AFRICAN CARIBBEAN AMERICAN PARENTS OF CHILDREN WITH DISABILITIES, INC.

They are students with labels like "truant" and "behaviorally disordered."  Their parents are told they have serious learning disabilities. 

Schools sometimes suspend or expel them rather than evaluate and intervene.  Too often, these students enter the juvenile justice system, and those who return to school then repeat the pattern.  Their parents - uninformed about the system - don't know the services available to them.

And according to data from the Connecticut State Department of Education, "they" are four times more likely to be African-American students than white.

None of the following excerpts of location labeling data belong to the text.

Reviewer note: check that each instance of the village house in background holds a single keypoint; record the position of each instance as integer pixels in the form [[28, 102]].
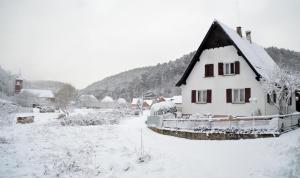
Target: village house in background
[[226, 73], [36, 97], [32, 97]]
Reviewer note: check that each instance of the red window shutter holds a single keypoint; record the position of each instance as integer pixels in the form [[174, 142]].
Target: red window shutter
[[211, 70], [290, 101], [237, 67], [208, 97], [268, 98], [220, 68], [228, 95], [193, 99], [232, 68], [247, 94]]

It's a destructive cycle.  But it's one that the African Caribbean American Parents of Children with Disabilities, Inc. (AFCAMP) believes can be broken through a project  supported by a one-year (April 2008-March 2009) $30,000 grant from the Connecticut Health Foundation (CT Health).  AFCAMP's project involves:

  • Annually training 75-150 Bridgeport, New Haven, Hartford and Waterbury parents and community members on families' and children's rights to services in education, child welfare, mental health and juvenile justice
  • Empowering 30 families and community members to serve as advocates for children and for changes in education, welfare, behavior health and juvenile justice

"This project promises to improve children's mental health service delivery in Connecticut and reduce racial and ethnic disparity for minority children and families receiving mental health, juvenile justice, child welfare and educational services," says Merva Jackson, AFCAMP executive director.  "It also will increase the cultural competence of these services and the workforce involved."  The tools?

  • Increased awareness and knowledge of families and communities about their children's needs and available services
  • Increased parent and community participation and advocacy in changing the system

"The disruptive types of behavior seen in youth with disabilities are often misinterpreted by schools and the juvenile justice system as delinquency," she notes.  "This failure to consider the relationship of the behavior to an individual's disability may be overlooked as a behavioral problem, when it really is a direct consequence of the child's disability."

To accomplish its goal, Hartford-based AFCAMP is recruiting families and community stakeholders in New Haven and Hartford through:

  • Parent-teacher organizations
  • Community collaboratives
  • Churches
  • Clubs and organizations
  • Grass-roots community efforts

For Jackson and AFCAMP, "The ultimate goal is to empower parents, families and community members to become their children's best advocates."